Add RandomAllocationSampling to jax_privacy.batch_selection

Ryan McKenna · copybara-github · commit 93a9632b85ab · 2026-05-31T18:02:50.000-07:00
PiperOrigin-RevId: 924347562
diff --git a/jax_privacy/batch_selection.py b/jax_privacy/batch_selection.py
@@ -61,7 +61,6 @@
 from jax_privacy import sharding_utils
 import numpy as np
 
-
 RngType = np.random.Generator | int | None
 
 
@@ -301,6 +300,45 @@ def batch_iterator(
       yield groups[i % self.cycle_length]
 
 
+@dataclasses.dataclass(frozen=True)
+class RandomAllocationSampling(BatchSelectionStrategy):
+  """Implements k-out-of-t random allocation (aka balanced-iteration sampling).
+
+  Each example independently selects exactly k steps (out of iterations total)
+  to participate in, uniformly at random. See https://arxiv.org/abs/2602.17284
+  and https://arxiv.org/abs/2605.07072 for details about this strategy.
+
+  Formal guarantees of the batch_iterator:
+    - All batches consist of indices in the range [0, num_examples).
+    - Each example appears in exactly k of the iterations batches, chosen
+      uniformly at random without replacement from [0, iterations).
+    - The allocation for each example is independent of all other examples.
+
+  Attributes:
+    num_participations: The number of steps each example participates in (k).

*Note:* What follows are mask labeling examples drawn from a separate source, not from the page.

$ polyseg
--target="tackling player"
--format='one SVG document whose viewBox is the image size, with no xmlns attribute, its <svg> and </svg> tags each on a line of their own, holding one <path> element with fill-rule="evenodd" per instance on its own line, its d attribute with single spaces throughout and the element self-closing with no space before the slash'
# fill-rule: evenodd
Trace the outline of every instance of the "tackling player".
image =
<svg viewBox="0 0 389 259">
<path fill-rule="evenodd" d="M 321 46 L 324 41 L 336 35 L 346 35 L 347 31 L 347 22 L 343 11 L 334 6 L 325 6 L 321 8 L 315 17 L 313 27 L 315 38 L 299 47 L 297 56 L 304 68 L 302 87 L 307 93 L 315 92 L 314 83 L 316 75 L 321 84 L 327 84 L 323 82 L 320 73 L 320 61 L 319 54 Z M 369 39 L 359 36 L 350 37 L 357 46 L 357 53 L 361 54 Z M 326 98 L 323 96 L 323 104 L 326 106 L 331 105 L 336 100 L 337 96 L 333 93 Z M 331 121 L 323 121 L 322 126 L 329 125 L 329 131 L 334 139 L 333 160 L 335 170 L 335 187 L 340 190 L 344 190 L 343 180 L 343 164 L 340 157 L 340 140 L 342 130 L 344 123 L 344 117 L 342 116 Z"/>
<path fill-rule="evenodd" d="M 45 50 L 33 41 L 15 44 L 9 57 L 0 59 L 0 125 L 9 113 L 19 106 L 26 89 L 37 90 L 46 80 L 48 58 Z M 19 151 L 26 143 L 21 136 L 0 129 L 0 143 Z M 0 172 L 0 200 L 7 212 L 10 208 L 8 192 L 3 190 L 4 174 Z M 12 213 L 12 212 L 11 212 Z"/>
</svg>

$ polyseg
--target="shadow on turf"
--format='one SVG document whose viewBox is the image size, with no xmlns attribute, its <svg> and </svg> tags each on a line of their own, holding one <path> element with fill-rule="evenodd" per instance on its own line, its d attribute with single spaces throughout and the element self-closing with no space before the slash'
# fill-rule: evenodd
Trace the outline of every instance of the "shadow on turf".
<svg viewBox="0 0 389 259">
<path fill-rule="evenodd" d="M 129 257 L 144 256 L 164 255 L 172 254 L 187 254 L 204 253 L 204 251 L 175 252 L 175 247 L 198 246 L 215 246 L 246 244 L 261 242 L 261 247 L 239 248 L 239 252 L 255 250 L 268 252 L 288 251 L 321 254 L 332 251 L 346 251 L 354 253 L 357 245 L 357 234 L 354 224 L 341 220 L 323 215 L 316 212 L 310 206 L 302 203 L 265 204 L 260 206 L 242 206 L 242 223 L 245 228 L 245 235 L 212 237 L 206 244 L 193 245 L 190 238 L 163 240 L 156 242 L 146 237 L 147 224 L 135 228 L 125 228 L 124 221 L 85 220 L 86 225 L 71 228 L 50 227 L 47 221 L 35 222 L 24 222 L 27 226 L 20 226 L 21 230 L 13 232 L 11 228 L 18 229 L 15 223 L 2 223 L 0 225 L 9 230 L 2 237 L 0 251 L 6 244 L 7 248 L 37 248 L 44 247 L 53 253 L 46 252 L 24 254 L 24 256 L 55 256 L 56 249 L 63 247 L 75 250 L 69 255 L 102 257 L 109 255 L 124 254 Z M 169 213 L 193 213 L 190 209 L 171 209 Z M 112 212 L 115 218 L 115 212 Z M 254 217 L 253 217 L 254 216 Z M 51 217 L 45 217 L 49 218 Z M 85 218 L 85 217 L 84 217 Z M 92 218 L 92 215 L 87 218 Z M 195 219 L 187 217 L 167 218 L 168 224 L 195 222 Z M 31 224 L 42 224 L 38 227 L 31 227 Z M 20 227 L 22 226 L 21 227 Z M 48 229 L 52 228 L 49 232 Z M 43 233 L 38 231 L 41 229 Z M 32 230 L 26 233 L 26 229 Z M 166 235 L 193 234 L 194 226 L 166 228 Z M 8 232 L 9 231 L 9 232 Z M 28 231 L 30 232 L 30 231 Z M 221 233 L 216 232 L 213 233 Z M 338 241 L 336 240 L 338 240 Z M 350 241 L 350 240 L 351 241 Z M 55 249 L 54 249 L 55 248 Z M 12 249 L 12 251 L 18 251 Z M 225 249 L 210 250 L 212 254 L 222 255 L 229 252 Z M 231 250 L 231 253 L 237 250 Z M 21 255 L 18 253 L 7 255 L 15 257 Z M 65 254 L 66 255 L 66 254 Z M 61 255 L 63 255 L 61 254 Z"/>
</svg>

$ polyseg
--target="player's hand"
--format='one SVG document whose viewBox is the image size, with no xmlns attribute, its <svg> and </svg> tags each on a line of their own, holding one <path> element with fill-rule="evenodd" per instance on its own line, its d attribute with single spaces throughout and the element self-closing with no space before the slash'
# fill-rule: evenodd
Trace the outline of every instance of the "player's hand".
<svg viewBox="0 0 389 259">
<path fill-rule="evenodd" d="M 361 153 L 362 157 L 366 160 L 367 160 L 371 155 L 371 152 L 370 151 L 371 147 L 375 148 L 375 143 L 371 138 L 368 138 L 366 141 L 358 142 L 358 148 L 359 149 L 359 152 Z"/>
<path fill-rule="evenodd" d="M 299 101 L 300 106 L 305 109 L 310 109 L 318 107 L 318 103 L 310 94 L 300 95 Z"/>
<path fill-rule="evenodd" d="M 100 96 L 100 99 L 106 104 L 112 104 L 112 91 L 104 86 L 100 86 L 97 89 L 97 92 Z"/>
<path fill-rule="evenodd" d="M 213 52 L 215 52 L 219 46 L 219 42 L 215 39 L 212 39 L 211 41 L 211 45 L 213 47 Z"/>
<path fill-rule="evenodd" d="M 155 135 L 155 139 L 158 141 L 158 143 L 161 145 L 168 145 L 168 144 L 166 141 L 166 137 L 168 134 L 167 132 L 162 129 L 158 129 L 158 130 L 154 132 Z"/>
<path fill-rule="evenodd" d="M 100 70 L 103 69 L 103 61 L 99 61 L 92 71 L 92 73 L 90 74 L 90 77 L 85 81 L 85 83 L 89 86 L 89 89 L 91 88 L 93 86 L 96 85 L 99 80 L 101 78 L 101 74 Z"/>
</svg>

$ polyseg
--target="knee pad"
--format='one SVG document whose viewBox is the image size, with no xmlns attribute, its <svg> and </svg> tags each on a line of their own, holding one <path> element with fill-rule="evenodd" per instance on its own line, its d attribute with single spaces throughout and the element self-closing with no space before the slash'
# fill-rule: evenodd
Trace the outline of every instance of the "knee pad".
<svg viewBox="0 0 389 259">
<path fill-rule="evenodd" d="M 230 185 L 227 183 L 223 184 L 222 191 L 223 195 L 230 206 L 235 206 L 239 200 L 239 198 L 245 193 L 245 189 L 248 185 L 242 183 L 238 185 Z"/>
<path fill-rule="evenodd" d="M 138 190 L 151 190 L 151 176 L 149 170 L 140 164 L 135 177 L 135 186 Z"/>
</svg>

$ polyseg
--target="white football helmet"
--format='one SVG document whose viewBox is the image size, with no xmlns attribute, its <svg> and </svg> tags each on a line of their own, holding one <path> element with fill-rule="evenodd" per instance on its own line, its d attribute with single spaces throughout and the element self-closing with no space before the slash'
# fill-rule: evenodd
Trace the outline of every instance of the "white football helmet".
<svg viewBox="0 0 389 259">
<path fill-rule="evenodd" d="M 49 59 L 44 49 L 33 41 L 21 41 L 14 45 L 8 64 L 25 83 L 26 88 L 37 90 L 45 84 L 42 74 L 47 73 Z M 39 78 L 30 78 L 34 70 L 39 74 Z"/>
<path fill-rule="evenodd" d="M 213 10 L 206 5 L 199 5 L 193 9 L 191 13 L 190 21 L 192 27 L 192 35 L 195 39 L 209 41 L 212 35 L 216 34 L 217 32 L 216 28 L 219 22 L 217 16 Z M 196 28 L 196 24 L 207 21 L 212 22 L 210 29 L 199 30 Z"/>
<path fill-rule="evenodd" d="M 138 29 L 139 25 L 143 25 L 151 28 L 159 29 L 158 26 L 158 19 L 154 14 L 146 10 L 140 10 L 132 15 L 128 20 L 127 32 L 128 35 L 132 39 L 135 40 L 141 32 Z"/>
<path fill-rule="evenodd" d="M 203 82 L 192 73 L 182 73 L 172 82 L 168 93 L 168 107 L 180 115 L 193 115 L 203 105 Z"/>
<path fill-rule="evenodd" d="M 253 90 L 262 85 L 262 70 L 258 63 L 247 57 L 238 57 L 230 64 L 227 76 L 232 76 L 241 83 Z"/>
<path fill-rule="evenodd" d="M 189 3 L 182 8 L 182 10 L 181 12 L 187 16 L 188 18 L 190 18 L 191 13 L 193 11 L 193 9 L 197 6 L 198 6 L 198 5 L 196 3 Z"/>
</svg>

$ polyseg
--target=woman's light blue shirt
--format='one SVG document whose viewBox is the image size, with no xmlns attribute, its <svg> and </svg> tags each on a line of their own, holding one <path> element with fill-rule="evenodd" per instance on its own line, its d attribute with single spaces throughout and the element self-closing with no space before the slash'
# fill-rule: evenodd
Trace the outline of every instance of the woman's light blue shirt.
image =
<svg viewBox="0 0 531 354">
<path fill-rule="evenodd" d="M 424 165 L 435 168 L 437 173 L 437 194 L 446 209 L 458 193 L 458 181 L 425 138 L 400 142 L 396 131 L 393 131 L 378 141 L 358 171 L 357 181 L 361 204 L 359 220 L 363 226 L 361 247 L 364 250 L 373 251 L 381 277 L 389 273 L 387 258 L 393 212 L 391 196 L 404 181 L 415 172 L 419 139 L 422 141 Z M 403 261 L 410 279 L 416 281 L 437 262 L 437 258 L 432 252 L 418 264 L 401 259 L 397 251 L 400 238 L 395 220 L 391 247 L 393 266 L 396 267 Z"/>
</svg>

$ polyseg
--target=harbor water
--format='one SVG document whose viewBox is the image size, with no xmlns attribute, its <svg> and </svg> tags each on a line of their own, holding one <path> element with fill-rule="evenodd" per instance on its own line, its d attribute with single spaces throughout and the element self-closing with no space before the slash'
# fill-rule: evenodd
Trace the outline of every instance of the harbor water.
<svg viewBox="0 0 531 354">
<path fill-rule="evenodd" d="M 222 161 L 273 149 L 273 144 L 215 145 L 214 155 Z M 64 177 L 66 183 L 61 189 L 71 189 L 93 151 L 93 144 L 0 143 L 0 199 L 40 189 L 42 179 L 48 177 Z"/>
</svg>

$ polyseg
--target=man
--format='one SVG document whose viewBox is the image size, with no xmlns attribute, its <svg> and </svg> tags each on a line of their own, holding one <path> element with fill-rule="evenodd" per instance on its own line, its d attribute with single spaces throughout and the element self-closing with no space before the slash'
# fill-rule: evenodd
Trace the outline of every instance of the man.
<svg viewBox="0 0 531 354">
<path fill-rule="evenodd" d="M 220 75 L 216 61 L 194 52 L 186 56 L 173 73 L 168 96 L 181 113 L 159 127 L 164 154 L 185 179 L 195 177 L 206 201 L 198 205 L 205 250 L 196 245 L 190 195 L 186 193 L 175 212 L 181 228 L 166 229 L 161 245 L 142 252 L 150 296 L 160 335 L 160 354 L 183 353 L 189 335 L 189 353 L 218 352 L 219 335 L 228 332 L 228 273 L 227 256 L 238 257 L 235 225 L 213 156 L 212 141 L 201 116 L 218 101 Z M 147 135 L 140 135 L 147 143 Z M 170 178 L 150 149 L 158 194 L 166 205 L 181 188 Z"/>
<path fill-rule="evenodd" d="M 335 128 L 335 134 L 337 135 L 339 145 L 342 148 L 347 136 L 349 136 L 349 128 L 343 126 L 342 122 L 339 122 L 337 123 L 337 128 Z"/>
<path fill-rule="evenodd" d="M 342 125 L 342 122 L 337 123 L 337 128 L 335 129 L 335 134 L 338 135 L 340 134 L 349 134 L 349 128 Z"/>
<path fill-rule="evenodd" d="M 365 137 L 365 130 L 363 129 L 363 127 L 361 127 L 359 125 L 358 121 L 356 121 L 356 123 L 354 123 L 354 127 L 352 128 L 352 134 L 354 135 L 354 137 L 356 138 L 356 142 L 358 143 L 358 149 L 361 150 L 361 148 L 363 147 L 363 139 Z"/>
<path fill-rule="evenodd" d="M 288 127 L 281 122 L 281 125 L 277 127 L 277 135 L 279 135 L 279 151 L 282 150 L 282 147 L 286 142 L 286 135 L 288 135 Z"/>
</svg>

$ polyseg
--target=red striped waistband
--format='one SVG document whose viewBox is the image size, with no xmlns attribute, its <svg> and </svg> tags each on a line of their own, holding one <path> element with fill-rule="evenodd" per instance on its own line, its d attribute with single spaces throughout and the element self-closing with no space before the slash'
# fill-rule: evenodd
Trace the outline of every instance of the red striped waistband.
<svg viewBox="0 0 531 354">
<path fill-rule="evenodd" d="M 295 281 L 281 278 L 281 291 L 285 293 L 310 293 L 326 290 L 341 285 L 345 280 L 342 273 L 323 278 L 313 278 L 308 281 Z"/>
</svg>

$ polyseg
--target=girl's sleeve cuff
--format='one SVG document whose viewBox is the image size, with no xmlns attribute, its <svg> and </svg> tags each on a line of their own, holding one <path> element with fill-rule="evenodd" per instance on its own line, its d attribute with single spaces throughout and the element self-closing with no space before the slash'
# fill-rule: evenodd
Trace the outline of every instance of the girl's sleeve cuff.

+    iterations: The total number of iterations / batches to generate (t).
+  """
+
+  num_participations: int
+  iterations: int
+
+  def batch_iterator(
+      self, num_examples: int, rng: RngType = None
+  ) -> Iterator[np.ndarray]:
+    rng = np.random.default_rng(rng)
+    dtype = np.min_scalar_type(-num_examples)
+    # At step i, each example with r remaining participations and (t-i)
+    # remaining steps participates with probability r/(t-i). This is equivalent
+    # to each example choosing k steps uniformly without replacement, but uses
+    # only O(n) space instead of O(n*k).
+    remaining = np.full(num_examples, self.num_participations)
+    for i in range(self.iterations):
+      probs = remaining / (self.iterations - i)
+      mask = rng.random(num_examples) < probs
+      yield np.where(mask)[0].astype(dtype)
+      remaining -= mask
+
+
 @dataclasses.dataclass(frozen=True)
 class FixedBatchSampling(BatchSelectionStrategy):
   """Implements fixed-size batch sampling.
diff --git a/tests/batch_selection_test.py b/tests/batch_selection_test.py
@@ -242,6 +242,92 @@ def test_balls_in_bins_sampling_with_large_cycle_length(self):
     _check_no_repeated_indices(batches[:cycle_length])
     _check_cyclic_property(batches, cycle_length)
 
+  @parameterized.product(
+      num_examples=[10, 100],
+      num_participations=[1, 3, 5],
+      iterations=[10, 20],
+  )
+  def test_random_allocation_sampling(
+      self, num_examples, num_participations, iterations
+  ):
+    """Tests that random allocation gives exact k participations per example."""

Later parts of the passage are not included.